Bulloch also developed a plantation in the uplands, where his workers cultivated and processed short-staple cotton, the chief commodity crop. This cotton had been made profitable by invention of the cotton gin, and was planted throughout the piedmont.

==Personal life==
The younger James Bulloch first married Hester Amarintha "Hettie" Elliott (1797–1831), a daughter of Senator John Elliott and Esther Dunwoody, on December 31, 1817. Together, they had two sons:

- John Elliott Bulloch (1819–1821)
- James Dunwoody Bulloch (1823–1901)

After Hettie died, Major Bulloch married on May 8, 1832, Martha "Patsy" Stewart (1799–1864), the second wife and widow of Senator Elliott. James had previously courted Patsy in 1817 and proposed to her. She had declined the proposal and later married Senator Elliott.
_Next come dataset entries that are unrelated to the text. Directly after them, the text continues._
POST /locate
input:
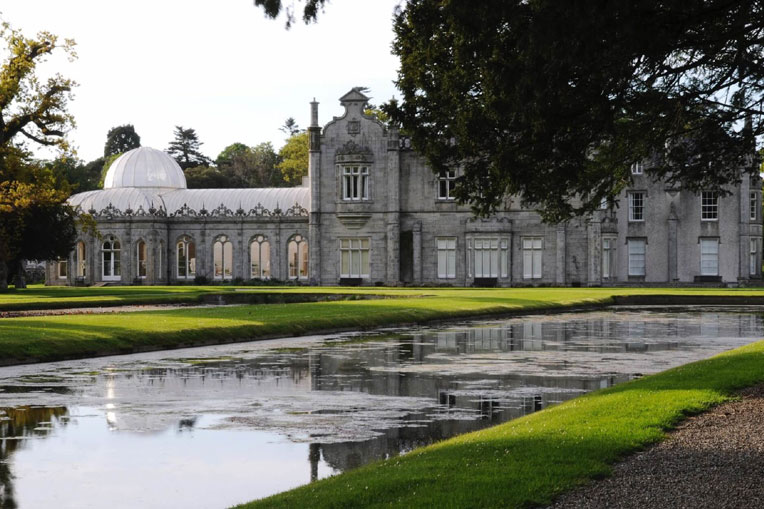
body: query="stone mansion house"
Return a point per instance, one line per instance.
(372, 212)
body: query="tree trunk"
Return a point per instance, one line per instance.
(19, 281)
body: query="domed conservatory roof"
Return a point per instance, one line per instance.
(145, 167)
(146, 181)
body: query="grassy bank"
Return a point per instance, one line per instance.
(44, 338)
(40, 297)
(47, 338)
(528, 461)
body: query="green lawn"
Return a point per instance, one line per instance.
(529, 461)
(522, 463)
(30, 339)
(51, 297)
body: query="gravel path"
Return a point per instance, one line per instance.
(713, 460)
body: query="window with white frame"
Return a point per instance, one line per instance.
(709, 257)
(354, 257)
(637, 206)
(297, 257)
(487, 257)
(447, 257)
(636, 250)
(185, 251)
(141, 255)
(355, 182)
(62, 269)
(446, 185)
(608, 258)
(709, 206)
(110, 251)
(260, 258)
(222, 258)
(160, 260)
(79, 253)
(532, 255)
(754, 205)
(753, 258)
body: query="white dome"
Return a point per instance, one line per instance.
(145, 167)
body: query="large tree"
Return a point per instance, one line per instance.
(32, 110)
(186, 148)
(553, 101)
(294, 159)
(121, 139)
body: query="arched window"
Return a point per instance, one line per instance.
(111, 249)
(222, 256)
(62, 269)
(297, 254)
(160, 259)
(141, 255)
(80, 259)
(185, 251)
(260, 258)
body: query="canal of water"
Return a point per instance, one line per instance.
(214, 426)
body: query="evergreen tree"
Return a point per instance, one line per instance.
(120, 139)
(185, 149)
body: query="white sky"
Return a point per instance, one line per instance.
(218, 66)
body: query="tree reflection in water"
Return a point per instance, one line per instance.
(17, 425)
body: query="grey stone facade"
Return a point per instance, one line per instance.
(378, 215)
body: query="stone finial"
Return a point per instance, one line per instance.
(314, 113)
(354, 101)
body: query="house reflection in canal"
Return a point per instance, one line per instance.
(17, 426)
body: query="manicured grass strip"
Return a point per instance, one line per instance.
(41, 297)
(47, 338)
(529, 461)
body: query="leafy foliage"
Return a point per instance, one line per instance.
(553, 101)
(79, 176)
(185, 148)
(245, 166)
(290, 127)
(206, 177)
(273, 8)
(32, 200)
(107, 162)
(121, 139)
(294, 158)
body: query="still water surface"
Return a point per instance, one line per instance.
(214, 426)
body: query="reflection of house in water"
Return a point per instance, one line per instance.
(17, 425)
(392, 442)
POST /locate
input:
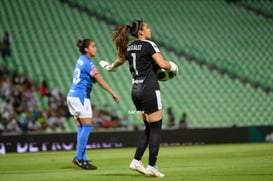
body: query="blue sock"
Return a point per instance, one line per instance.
(82, 140)
(78, 138)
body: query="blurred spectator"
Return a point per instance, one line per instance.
(183, 122)
(33, 123)
(115, 119)
(44, 91)
(170, 118)
(6, 45)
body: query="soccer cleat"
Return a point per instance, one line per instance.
(138, 166)
(152, 171)
(84, 164)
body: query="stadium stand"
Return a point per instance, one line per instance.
(205, 39)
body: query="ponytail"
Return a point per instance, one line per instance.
(82, 44)
(120, 37)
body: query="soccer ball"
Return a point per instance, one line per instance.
(164, 75)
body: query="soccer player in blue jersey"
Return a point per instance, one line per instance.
(143, 57)
(78, 98)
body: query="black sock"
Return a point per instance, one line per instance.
(143, 142)
(154, 141)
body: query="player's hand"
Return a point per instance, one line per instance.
(174, 67)
(107, 66)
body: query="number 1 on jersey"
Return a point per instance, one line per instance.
(134, 62)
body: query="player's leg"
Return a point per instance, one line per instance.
(142, 144)
(155, 124)
(83, 115)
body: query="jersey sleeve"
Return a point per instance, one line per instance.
(93, 70)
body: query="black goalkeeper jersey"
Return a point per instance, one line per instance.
(141, 64)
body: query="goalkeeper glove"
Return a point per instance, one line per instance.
(174, 67)
(107, 66)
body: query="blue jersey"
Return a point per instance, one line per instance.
(83, 74)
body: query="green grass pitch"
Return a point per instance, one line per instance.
(234, 162)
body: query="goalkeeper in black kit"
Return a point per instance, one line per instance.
(144, 58)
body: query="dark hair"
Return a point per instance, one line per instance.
(120, 37)
(82, 44)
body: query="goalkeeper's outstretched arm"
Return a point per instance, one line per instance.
(112, 67)
(157, 57)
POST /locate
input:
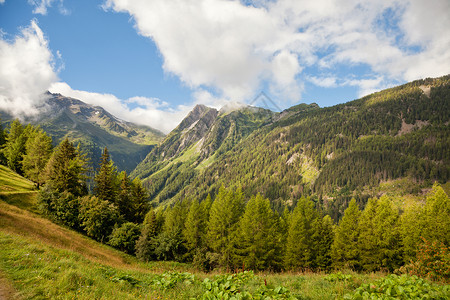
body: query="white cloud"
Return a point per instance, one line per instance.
(41, 6)
(26, 71)
(236, 49)
(146, 111)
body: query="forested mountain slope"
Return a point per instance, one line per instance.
(330, 153)
(95, 129)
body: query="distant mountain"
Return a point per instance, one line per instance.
(94, 128)
(331, 154)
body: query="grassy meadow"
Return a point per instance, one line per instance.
(42, 260)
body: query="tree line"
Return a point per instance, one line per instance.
(234, 232)
(229, 230)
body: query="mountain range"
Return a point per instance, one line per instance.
(94, 128)
(331, 154)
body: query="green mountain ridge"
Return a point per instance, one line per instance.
(92, 126)
(332, 153)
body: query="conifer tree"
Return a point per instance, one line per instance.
(15, 146)
(194, 228)
(66, 168)
(224, 215)
(140, 202)
(105, 179)
(257, 236)
(124, 197)
(145, 245)
(300, 248)
(38, 150)
(345, 250)
(436, 216)
(380, 235)
(323, 240)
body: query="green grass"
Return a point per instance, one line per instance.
(11, 182)
(40, 271)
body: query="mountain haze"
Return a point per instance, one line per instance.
(92, 126)
(331, 153)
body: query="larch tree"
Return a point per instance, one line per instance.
(257, 237)
(224, 215)
(300, 248)
(106, 179)
(345, 250)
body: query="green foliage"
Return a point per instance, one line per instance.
(62, 207)
(124, 237)
(300, 249)
(15, 146)
(379, 236)
(38, 150)
(144, 245)
(345, 249)
(338, 277)
(168, 280)
(98, 217)
(257, 238)
(105, 179)
(66, 169)
(400, 287)
(223, 218)
(433, 262)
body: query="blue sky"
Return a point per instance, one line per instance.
(150, 62)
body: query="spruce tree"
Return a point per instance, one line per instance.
(106, 179)
(194, 228)
(436, 216)
(345, 251)
(15, 146)
(65, 170)
(139, 196)
(145, 244)
(124, 197)
(224, 215)
(257, 237)
(323, 240)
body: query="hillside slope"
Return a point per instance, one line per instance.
(62, 117)
(331, 153)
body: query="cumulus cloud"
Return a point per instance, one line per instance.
(140, 110)
(237, 49)
(41, 6)
(26, 71)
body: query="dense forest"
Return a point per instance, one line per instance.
(228, 229)
(331, 154)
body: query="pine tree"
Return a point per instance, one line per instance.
(145, 244)
(38, 150)
(345, 250)
(323, 240)
(105, 179)
(66, 168)
(139, 196)
(367, 242)
(124, 197)
(300, 248)
(194, 228)
(436, 216)
(15, 146)
(257, 236)
(224, 215)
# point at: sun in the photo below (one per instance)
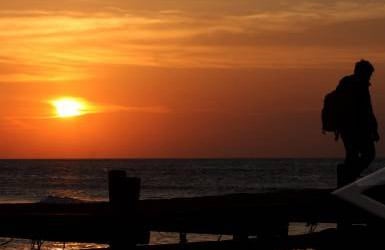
(69, 107)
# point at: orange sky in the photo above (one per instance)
(220, 78)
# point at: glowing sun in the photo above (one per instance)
(69, 107)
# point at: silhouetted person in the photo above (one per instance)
(357, 124)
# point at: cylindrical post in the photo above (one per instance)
(124, 196)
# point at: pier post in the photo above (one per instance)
(124, 195)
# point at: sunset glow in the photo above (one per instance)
(69, 107)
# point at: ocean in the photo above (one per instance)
(35, 180)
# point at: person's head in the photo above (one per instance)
(363, 70)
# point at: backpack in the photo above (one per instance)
(329, 113)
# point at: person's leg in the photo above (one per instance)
(348, 171)
(367, 154)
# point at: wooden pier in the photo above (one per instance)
(125, 221)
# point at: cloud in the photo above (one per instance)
(62, 45)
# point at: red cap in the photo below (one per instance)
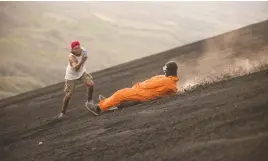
(75, 43)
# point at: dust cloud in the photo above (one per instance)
(222, 58)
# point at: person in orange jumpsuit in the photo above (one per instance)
(151, 89)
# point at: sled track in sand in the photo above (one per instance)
(227, 120)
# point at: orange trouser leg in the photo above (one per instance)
(126, 94)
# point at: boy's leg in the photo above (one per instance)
(88, 81)
(69, 89)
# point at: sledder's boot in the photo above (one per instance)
(101, 97)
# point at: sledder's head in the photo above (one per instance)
(76, 48)
(170, 68)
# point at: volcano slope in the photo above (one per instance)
(227, 120)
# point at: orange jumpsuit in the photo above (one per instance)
(157, 86)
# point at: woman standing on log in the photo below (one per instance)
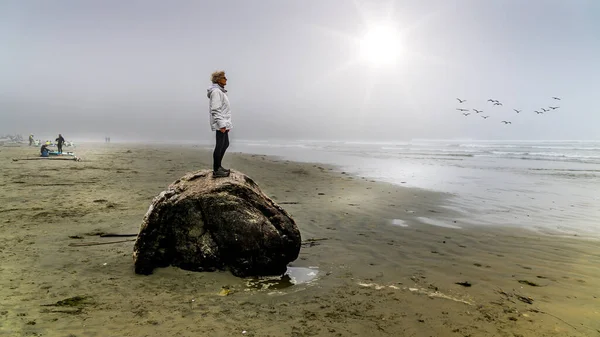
(220, 120)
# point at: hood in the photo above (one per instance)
(214, 86)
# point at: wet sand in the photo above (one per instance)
(375, 276)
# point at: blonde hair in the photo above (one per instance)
(217, 75)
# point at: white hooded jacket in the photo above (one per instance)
(220, 112)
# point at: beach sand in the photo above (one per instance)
(375, 276)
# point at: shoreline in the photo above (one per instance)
(373, 277)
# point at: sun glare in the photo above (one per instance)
(380, 46)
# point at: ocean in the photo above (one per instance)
(550, 186)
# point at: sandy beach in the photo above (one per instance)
(379, 270)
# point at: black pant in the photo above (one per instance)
(220, 148)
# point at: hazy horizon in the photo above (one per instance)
(138, 70)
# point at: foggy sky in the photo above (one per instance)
(138, 70)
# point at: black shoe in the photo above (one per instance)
(220, 174)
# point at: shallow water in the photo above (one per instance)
(293, 276)
(552, 186)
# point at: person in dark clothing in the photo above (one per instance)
(44, 151)
(59, 142)
(220, 120)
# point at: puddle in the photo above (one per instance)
(293, 276)
(399, 223)
(435, 222)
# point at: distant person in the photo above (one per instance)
(220, 120)
(59, 142)
(44, 151)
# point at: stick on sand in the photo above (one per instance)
(83, 244)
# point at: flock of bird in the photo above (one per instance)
(496, 102)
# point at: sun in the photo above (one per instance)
(380, 46)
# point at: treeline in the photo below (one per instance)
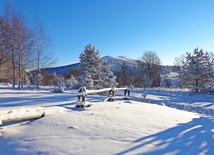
(22, 48)
(196, 70)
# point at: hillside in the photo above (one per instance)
(119, 127)
(114, 61)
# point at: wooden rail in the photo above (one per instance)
(82, 93)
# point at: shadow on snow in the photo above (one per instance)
(195, 137)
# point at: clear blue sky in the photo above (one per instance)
(123, 27)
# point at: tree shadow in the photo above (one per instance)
(195, 137)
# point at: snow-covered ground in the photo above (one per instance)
(119, 127)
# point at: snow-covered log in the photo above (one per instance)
(82, 93)
(21, 114)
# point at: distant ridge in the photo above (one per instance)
(114, 61)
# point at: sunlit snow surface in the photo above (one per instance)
(119, 127)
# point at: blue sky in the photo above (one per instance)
(123, 27)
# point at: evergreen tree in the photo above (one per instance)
(197, 69)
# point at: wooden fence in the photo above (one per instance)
(82, 93)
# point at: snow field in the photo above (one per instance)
(119, 127)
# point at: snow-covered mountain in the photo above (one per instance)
(61, 70)
(115, 62)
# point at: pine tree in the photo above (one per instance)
(197, 69)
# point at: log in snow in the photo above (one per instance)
(20, 114)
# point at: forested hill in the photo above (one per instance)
(115, 62)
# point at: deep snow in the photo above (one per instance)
(119, 127)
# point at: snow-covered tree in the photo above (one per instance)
(72, 82)
(150, 65)
(107, 77)
(88, 81)
(37, 79)
(54, 80)
(90, 61)
(197, 69)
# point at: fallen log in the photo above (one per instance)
(21, 114)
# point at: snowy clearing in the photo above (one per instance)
(119, 127)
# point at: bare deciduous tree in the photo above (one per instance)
(151, 66)
(43, 55)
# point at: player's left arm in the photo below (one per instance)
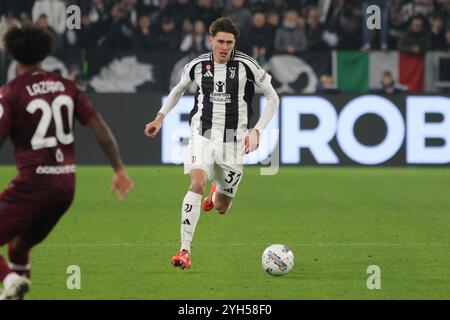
(5, 121)
(263, 81)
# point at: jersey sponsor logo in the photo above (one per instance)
(56, 170)
(220, 97)
(263, 77)
(208, 73)
(232, 72)
(59, 155)
(219, 86)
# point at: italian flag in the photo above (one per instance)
(357, 71)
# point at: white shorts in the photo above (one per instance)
(221, 161)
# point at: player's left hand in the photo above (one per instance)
(122, 183)
(251, 142)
Patsy was the youngest daughter of General Daniel Stewart and Sarah Susannah (née Oswald) Stewart. Sarah's brother was Thomas Hepworth Oswald. Together, James and Patsy had four children, with the youngest two, Charles and Irvine, being born in Cobb County, Georgia after the family had moved from Savannah.):

- Anna Louisa Bulloch (1833–1893), who married James King Gracie (1840–1903)
- Martha "Mittie" Bulloch (1835–1884), who married Theodore "Thee" Roosevelt, Sr. (1831–1878).
- Charles Irvine Bulloch (1838–1841), who died young.
- Irvine Stephens Bulloch (1842–1898)

Bulloch died in 1849. According to the 1850 Slave Schedules, his widow Martha "Patsy" Stewart Elliott Bulloch still held 31 slaves to work their plantation.

===Descendants===
Through his daughter Martha, he was the maternal grandfather of Theodore Roosevelt, the future president, and Elliott Bulloch Roosevelt. He was also a great-grandfather of socialite Alice Lee Roosevelt and First Lady Eleanor Roosevelt (wife of President Franklin D. Roosevelt).